If we instead convert the quoted effective temperatures to photospheric temperatures using stellar model atmospheres, we find
In [12]:
Shulyak_max_B = np.array([[3685., 100., 6.5, 0.5],
[3685., 100., 6.0, 0.5],
[3578., 100., 7.5, 0.5],
[3379., 100., 6.5, 0.5],
[3379., 50., 1.0, 0.5]])
fig, ax = plt.subplots(1, 1, figsize=(8,4))
ax.set_xlabel('Photospheric Temperature (K)', fontsize=20.)
ax.set_ylabel('Equipartition Magnetic Field (kG)', fontsize=20.)
ax.tick_params(which='major', axis='both', length=10., labelsize=16.)
ax.grid(True)
ax.fill_between(np.arange(3240., 5880., 20.), B_field_Peq_smooth, B_field_Eeq_smooth, facecolor='#555555', alpha=0.3, edgecolor='#eeeeee')
ax.errorbar(Shulyak_max_B[:,0] + 100., Shulyak_max_B[:,2], xerr=Shulyak_max_B[:,1], yerr=Shulyak_max_B[:,3], lw=2, fmt='o', c='#555555')
Out[12]:
which shows that localized concentrations of magnetic fields exceed those estimated by energy or pressure equipartition.

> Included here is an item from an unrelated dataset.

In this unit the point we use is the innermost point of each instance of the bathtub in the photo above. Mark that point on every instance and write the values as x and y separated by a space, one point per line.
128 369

In general, these comparisons are further complicated by uncertainties regarding the formation height of molecules and atomic features with respect to the background plasma. Molecules may reveal the magnetic field strength at an optical depth (in the ambient plasma) below $\tau = 1$, in which case the gas pressure used to compute the equipartition magnetic field would be larger.